Meet word finder, Illinois grad Ryan L. Rogowski

UI alumnus Ryan L. Rogowski creates an app that puts Asian translations in the palms of travelers’ hands.

Ryan L. Rogowski “If you’re in China and don’t know the characters, you can’t read bus or subway signs,” says Ryan L. Rogowski, co-founder of Waygo—a mobile app that translates Chinese (and other languages) in real time. (Photo by Jen Dahlgren)
UI alumnus Ryan L. Rogowski creates an app that puts Asian translations in the palms of travelers’ hands.

Few jobs demand dual degrees in electrical engineering and linguistics, so Ryan L. Rogowski, ’11 LAS, ’11 ENG, created his own. He’s co-founder and CEO of Waygo, a mobile app that translates Chinese, Japanese and Korean in real time. Since Waygo’s launch in 2010, users have made more than 7 million translations; more languages are coming soon, as are licensing deals with dictionaries and education companies.

How did you know this idea would resonate?
I worked on prototypes during college. Afterward, I moved to China to do iPhone game development and learn Mandarin. If you’re in China and don’t know the characters, you can’t read bus or subway signs. It’s scary to think about getting lost and not being able to get home. I realized this idea could help a lot of people and I should start building it.

Other apps do translation—what makes Waygo different?
Some require you to take a picture and use an internet connection, which can take a while. Waygo works offline, instantly. You can either target one small phrase or a whole page of text. Imagine pointing your phone at a menu and all the text transforms into English. That’s something that only our technology can do.

How does it work?
The app captures video feed from the camera and uses image processing to look for text in each frame. We put that line of text into a translation engine built and customized for travel language. Then we draw that translation back onto the screen and the user sees the magic.

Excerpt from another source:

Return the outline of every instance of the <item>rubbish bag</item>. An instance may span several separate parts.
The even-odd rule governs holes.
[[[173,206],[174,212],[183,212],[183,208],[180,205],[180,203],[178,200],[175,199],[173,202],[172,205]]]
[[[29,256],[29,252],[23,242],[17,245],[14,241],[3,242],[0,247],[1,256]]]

How did you choose the name?
The Chinese name for “foreign country” is wài guó. We dropped the “i”, made it a “y” and dropped the “u”. People caught on.

What feedback do users send you?
One family emailed us—they’d planned to stay in Taiwan for a week. The family discovered Waygo two days before they were supposed to leave and felt so much more confident about exploring the region that they extended their trip for a month.

And then there was a dad trying to build a robot toy for his kid. All the instructions were in Japanese; he used Waygo to figure out how to piece it together.